What Is The EVAP System?
The Evap system was introduced in the ’90s to help protect the environment from harmful gasoline vapors. As the sun rises it warms the air and that causes gas in a gas tank to evaporate. Pre 90’s cars have an open fuel system, meaning gas tank vapors were simply vented out through the gas cap and into the atmosphere to create smog.
The solution to this problem is the EVAP system. It seals the tank, stores the vapors, and reuses them as fuel when the engine is running.
The main components of the EVAP system include:
- Gas tank – sealed tank
- Gas cap – tasked with sealing the system
- Charcoal canister – Stores the vapors until used
- Vent valve – opens when commanded
- Purge solenoid – opens to allow vapors flow from canister to the combustion chamber
- Pressure sensor – monitors pressure loss inside the system
- Control module – manages the system and monitors and flags faults
What Is The ORVR System?
The ORVR (Onboard Refueling Vapor Recovery) is part of a vehicle’s EVAP system dedicated to capturing the fuel vapors when refueling. It works in conjunction with the EVAP system and the additional components of the ORVR system are internal to the gas tank.
The ORVR system includes a narrower gas tank refueling neck and a refueling valve at the base of the filler neck. The narrower neck and valve help prevent vapor release at the filler cap.
Wider tank to canister hose to allow vapors to move to the canister quickly, this makes for faster fuel filling without the dreaded gas pump cut out.
Where Is The EVAP Canister Located?
An EVAP canister is located on the underside of the car towards the rear close to the gas tank, usually. The canister may be obscured from view, as a protective cover is commonly fitted. If the canister is close to the exhaust system, it will be concealed behind a reflective heat shield.
In any event, the canister will likely have some form of protective shield obscuring it from view.
You’ll need to use an inspection lamp and look for tell tail pipework around the gas tank. Some cars mount the canister towards the front of the car, possibly behind a bumper or fender. A quick google of your model will show its location.
Can I Replace The EVAP Canister?
Replacing the canister on most vehicles is straightforward, no special tools or recalibration computers are needed. Often the greatest challenge is accessing. Large-size SUVs and trucks are among the easiest to replace as undercarriage space is plentiful.

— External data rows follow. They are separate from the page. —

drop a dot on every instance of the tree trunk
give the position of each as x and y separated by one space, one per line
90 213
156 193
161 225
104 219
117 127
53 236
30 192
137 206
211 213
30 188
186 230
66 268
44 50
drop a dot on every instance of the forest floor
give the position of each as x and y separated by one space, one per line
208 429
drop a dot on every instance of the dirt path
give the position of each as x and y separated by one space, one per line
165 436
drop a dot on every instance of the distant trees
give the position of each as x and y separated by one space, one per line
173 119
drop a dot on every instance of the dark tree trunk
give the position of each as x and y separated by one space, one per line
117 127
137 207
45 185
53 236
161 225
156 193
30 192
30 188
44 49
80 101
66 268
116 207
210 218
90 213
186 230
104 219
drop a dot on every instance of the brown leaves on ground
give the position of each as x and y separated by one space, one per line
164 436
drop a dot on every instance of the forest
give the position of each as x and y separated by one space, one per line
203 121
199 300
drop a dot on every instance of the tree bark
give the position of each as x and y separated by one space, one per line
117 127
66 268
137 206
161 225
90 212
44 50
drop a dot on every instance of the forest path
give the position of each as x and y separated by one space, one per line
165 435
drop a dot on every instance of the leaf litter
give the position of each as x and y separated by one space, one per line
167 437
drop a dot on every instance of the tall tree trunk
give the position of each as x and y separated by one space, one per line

Some vehicles may require other components removed just to access the canister. I would recommend replacing the vent valve in addition to the canister.

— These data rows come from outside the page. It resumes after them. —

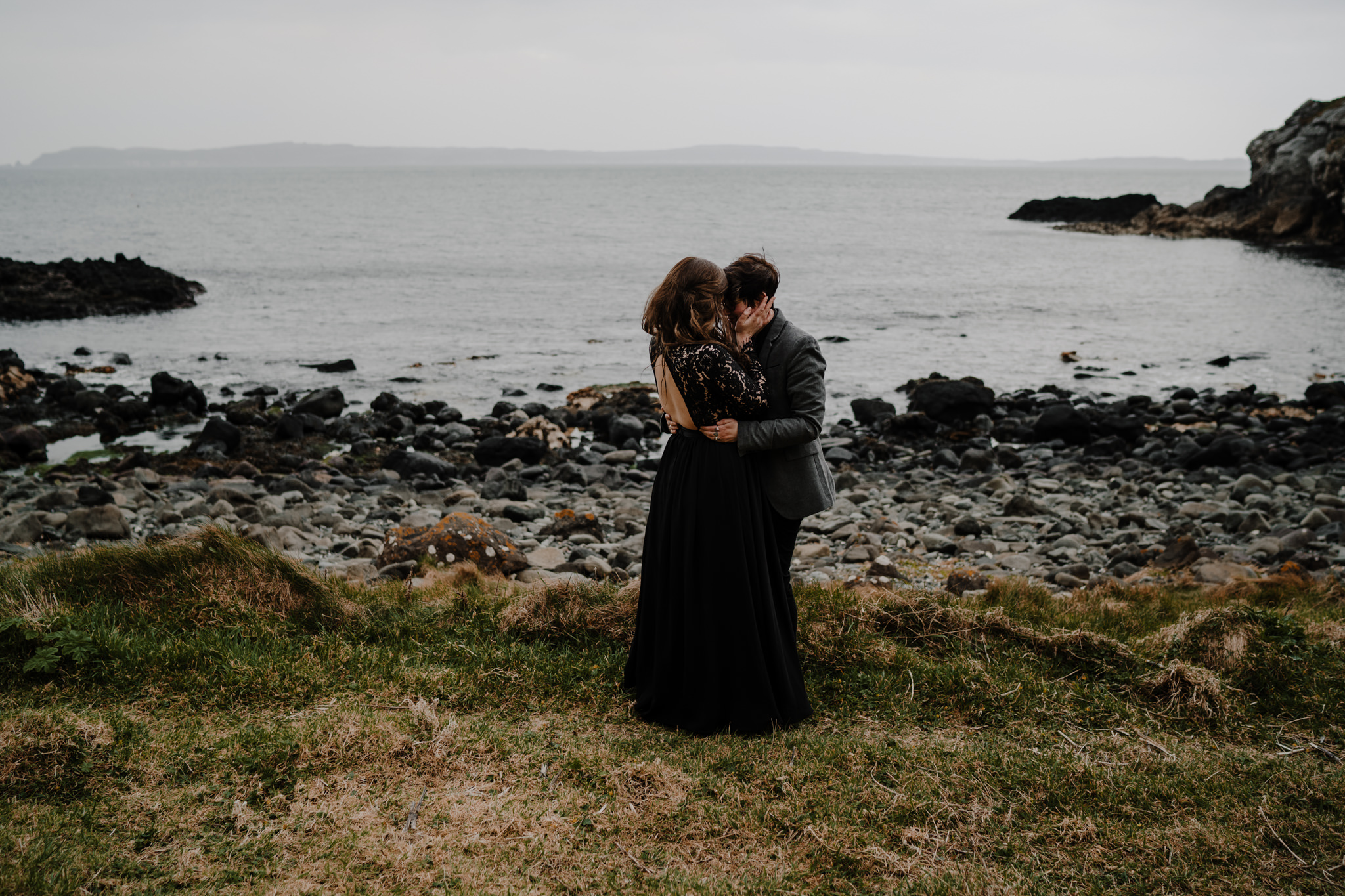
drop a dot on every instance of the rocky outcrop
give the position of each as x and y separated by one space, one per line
92 288
1296 196
1074 209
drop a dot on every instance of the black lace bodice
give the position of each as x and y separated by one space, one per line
715 385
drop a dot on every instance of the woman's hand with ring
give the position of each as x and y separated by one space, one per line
724 430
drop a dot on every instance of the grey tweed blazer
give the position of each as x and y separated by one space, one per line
798 481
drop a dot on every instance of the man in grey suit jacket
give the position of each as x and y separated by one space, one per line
797 479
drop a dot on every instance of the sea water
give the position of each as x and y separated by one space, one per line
459 284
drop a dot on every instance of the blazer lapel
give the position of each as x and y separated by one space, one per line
774 336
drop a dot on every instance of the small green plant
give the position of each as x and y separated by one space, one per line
68 644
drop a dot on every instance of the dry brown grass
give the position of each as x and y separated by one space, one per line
1282 589
1185 687
567 608
1219 639
45 753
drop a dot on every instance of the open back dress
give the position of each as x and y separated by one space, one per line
715 633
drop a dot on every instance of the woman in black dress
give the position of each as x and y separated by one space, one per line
715 641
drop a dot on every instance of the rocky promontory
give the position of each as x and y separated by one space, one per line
69 289
1296 196
1069 486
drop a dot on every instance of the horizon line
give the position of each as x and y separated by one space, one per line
309 155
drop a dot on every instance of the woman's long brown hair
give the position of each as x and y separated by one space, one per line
688 308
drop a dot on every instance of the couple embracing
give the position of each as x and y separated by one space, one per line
743 394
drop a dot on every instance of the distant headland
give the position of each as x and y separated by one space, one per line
1296 196
291 155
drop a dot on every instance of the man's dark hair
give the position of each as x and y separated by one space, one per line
749 278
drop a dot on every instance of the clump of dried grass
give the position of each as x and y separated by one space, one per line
1278 590
650 785
1185 687
195 575
912 614
1219 639
1328 630
47 753
568 608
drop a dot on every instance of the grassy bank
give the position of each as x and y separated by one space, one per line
202 715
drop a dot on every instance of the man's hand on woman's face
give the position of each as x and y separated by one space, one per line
724 430
752 320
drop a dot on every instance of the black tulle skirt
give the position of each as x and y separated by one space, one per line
715 633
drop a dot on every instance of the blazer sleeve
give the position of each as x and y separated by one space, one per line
805 373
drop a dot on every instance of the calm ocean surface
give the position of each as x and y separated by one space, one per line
541 276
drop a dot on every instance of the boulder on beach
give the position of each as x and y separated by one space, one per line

What Tool Do I Need To Replace EVAP Canister
- You’ll need a good hydraulic jack and axle stands. Never climb under a vehicle with just a jack, they can’t be trusted.
- Square nose pliers – removing hose clamps
- Socket set with extensions
- WD40 – helps with bolt thread corrosion
- Flexi hose clamp remover – great for removing difficult to access clamps
- Long flat screwdriver – prying off hoses
- Small pick – releasing electrical connector tabs
Check out my favorite tools on the Mechanics tools page.

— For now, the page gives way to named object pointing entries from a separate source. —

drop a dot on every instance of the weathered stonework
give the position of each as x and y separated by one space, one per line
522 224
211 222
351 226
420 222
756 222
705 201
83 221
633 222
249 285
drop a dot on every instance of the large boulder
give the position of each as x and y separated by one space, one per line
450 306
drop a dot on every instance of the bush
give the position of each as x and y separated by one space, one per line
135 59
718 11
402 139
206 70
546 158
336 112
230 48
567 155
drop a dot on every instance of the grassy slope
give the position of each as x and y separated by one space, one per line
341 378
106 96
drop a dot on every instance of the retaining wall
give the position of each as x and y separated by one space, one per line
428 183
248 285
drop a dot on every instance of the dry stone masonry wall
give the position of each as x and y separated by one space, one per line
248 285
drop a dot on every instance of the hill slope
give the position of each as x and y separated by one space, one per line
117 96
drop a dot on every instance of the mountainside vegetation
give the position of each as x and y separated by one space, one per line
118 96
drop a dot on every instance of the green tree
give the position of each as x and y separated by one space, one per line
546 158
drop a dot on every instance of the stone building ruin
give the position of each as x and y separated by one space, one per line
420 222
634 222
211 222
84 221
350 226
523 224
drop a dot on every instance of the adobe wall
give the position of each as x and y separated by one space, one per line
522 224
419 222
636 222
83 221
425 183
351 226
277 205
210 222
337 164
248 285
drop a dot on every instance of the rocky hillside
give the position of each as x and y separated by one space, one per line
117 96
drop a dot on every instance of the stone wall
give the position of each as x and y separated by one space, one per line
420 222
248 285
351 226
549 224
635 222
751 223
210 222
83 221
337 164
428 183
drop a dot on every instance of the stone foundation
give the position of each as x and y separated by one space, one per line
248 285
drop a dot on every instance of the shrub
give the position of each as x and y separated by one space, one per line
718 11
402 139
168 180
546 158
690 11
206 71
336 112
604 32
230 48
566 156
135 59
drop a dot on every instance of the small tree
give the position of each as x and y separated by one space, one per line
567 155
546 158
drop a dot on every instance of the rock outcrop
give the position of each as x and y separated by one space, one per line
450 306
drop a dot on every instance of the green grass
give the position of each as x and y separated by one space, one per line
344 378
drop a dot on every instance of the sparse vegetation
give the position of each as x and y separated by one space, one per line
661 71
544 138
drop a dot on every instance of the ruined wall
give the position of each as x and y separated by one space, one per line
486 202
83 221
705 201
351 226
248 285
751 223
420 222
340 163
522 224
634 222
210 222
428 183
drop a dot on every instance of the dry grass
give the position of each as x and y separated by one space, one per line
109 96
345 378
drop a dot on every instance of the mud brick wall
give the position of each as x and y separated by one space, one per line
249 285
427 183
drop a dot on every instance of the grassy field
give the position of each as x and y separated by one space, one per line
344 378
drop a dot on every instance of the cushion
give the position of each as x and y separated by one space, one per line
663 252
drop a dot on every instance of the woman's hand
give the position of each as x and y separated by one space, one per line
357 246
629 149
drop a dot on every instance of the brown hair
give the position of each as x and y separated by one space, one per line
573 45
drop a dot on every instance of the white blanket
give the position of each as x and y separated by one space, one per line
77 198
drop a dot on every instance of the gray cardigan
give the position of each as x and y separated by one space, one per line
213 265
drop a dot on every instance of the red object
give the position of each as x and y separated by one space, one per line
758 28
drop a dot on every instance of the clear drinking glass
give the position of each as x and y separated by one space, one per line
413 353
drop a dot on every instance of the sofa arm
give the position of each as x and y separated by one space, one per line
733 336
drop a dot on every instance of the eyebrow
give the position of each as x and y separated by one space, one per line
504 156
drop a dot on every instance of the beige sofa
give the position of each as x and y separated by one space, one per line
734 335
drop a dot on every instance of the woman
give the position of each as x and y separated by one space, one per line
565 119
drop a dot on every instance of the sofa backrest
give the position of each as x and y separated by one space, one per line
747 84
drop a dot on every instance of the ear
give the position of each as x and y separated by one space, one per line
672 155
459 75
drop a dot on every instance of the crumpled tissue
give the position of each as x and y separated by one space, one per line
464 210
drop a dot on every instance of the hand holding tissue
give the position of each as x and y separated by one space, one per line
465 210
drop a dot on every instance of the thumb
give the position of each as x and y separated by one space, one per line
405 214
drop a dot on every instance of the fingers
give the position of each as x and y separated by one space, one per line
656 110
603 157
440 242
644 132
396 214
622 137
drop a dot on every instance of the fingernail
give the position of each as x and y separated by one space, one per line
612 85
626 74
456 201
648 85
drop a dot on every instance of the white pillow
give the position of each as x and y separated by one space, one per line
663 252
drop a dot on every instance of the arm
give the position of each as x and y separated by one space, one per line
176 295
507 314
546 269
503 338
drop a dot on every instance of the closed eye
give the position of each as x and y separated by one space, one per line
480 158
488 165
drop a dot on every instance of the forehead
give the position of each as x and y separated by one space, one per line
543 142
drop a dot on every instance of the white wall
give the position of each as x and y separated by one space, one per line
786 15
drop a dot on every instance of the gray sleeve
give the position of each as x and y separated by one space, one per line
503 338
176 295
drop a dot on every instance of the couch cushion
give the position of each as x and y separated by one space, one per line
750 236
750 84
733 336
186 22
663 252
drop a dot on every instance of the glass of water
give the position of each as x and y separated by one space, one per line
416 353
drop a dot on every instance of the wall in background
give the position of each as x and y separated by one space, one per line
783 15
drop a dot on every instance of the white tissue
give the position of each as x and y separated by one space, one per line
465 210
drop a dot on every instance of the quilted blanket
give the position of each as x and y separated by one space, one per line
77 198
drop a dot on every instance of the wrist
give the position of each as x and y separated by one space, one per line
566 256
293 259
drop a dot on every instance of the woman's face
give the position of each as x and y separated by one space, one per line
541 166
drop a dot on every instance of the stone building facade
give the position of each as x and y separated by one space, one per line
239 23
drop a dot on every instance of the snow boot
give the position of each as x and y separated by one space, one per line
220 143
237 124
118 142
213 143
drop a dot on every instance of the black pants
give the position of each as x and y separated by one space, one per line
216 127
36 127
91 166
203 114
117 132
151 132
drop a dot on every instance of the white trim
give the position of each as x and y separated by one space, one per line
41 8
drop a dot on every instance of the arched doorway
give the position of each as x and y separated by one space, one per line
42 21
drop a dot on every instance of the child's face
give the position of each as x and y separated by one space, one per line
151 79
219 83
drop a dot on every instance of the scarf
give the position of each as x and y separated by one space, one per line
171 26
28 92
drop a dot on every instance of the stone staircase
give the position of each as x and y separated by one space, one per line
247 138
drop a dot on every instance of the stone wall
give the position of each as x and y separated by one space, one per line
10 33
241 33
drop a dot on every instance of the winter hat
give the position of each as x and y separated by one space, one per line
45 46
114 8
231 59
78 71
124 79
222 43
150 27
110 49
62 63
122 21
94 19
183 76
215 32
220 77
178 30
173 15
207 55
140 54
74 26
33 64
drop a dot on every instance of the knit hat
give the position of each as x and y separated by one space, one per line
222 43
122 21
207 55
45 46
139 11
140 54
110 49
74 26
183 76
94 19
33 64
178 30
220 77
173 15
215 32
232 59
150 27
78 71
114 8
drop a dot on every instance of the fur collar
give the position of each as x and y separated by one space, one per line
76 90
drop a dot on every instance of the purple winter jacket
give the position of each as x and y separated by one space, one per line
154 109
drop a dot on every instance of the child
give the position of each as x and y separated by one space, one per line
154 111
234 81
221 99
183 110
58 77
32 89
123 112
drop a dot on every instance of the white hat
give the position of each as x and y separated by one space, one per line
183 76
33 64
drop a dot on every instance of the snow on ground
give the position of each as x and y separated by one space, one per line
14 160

Other Possible Causes For Slow Gas Tank Refueling
I’ve listed these as other possible causes because although the canister fix’s the majority of cases, I know it won’t be the answer for a small number of vehicles. So here’s a list of other possible, some I’ve experienced and some aren’t very likely at all but are still possible.
In no particular order:
- Faulty gas station pump – Had a customer who said it only happens at one particular gas station and at just one particular pump
- Faulty check valve
- Kink or dented filler tank neck – had a customer who jacked the vehicle while resting on the neck of the gas tank which resulted in restriction when refueling
- Pinched or twisted tank vent hose
- Faulty tank vapor valve
- Faulty tank fueling valve
How Much Does A Canister Cost?
You could replace your own canister for 100 – 300 dollars, having a shop do it might run to about 400 – 600 dollars plus they may charge extra for computer diagnosis.